Exceptions From Discharge and Avoidable Transfers.

The creditors sought summary judgment on their claim that the debtor’s obligation to them should not be discharged in his Chapter 7 bankruptcy proceeding.  The court granted the creditors’ motion, finding that the $135,000 debt was excepted from discharge under 11 U.S.C. § 523(a)(2)(A).  The court had already ruled in a December 17, 2013, decision, that the debtor’s bankruptcy should be converted from a Chapter 12 to a Chapter 7 case on the grounds of fraud.  The court found that the debtor did  not tell the creditors he had filed bankruptcy when he contracted with them for the sale of hay.  As a result, the law of the case applied to establish 11 U.S.C. §523(a)(2)(A)’s required elements: (1) fraudulent omission by the debtor; (2) knowledge of the deceptiveness of his conduct; (3) an intent to deceive; (4) justifiable reliance by the creditor; and (5) damage to the creditor).  In re Clark, No. 12-00649, 2014 Bankr. LEXIS 97 (Bankr.

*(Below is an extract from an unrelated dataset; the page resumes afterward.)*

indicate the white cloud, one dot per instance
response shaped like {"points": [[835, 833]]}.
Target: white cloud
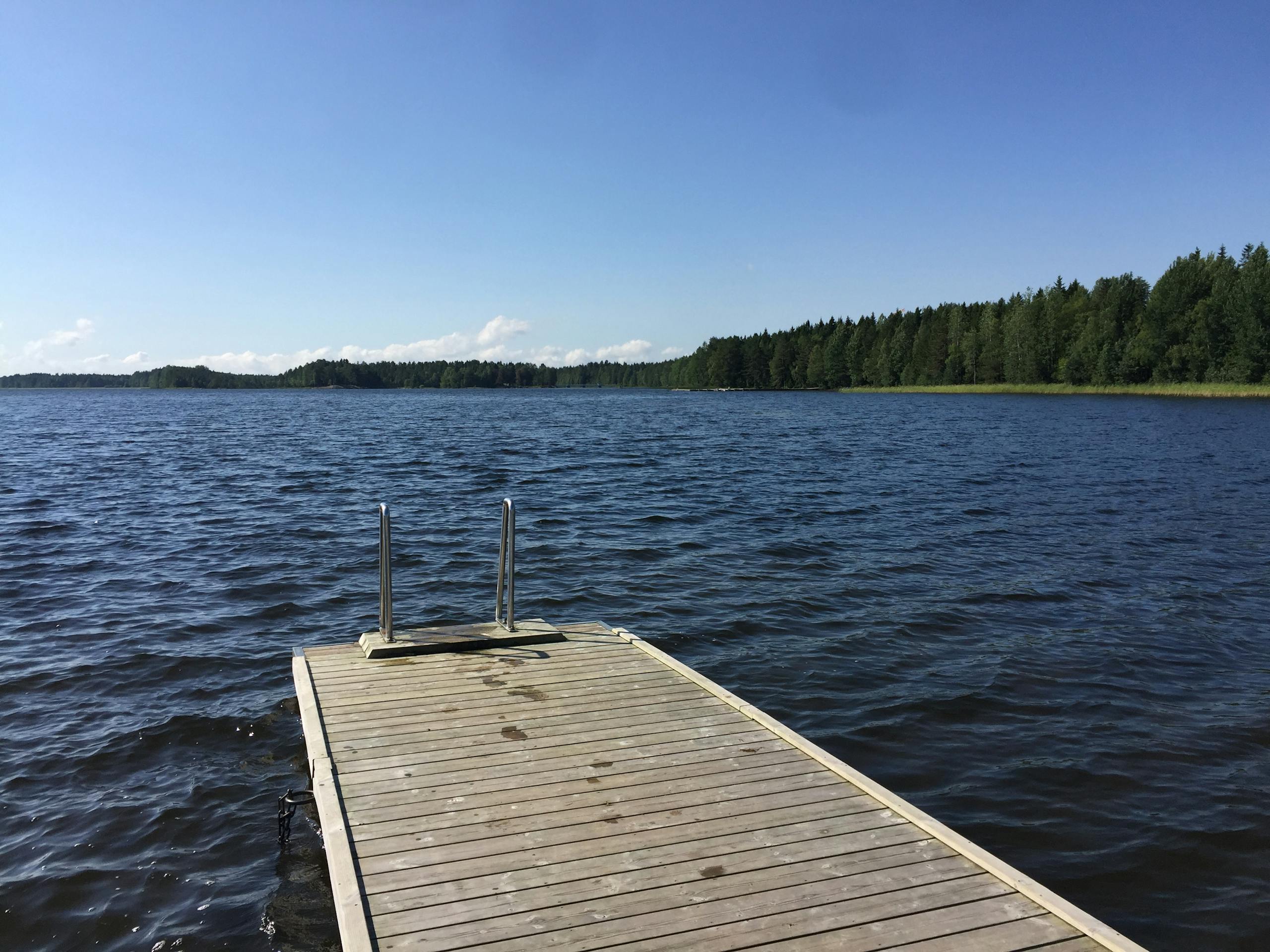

D. Idaho Jan. 10, 2014).  In a later decision, the court noted that during the pendency of the Chapter 12 case, the debtor had also sold a tractor to unrelated persons and deposited the funds into the bank account of a limited liability company (LLC) that he managed (but of which he was not a member or owner).  The trustee claimed that various against various defendants that the trustee claimed had received transfers from the LLC before the case was converted to Chapter 7.  The trustee later filed an avoidance action against the buyers of the tractor on the grounds that the transfer was avoidable.  The buyers claimed that the transfer of the tractor to them was not avoidable because of the two-year statute of limitations contained in 11 U.S.C. Sec. 549.  The court agreed that the transfer was avoidable because the trustee knew of the potentially avoidable transfer at the time the case was converted to Chapter 7 and the trustee obtained the LLC records, but never identified the purchasers.  Thus, the transfer was avoidable because the buyers had no notice that an avoidance action was contemplated until more than two years after the sale of the tractor.  In re Clark, No. 12-00649-TLM, 2015 Bankr. LEXIS 3167 (Bankr. D. Idaho Sept. 18, 2015).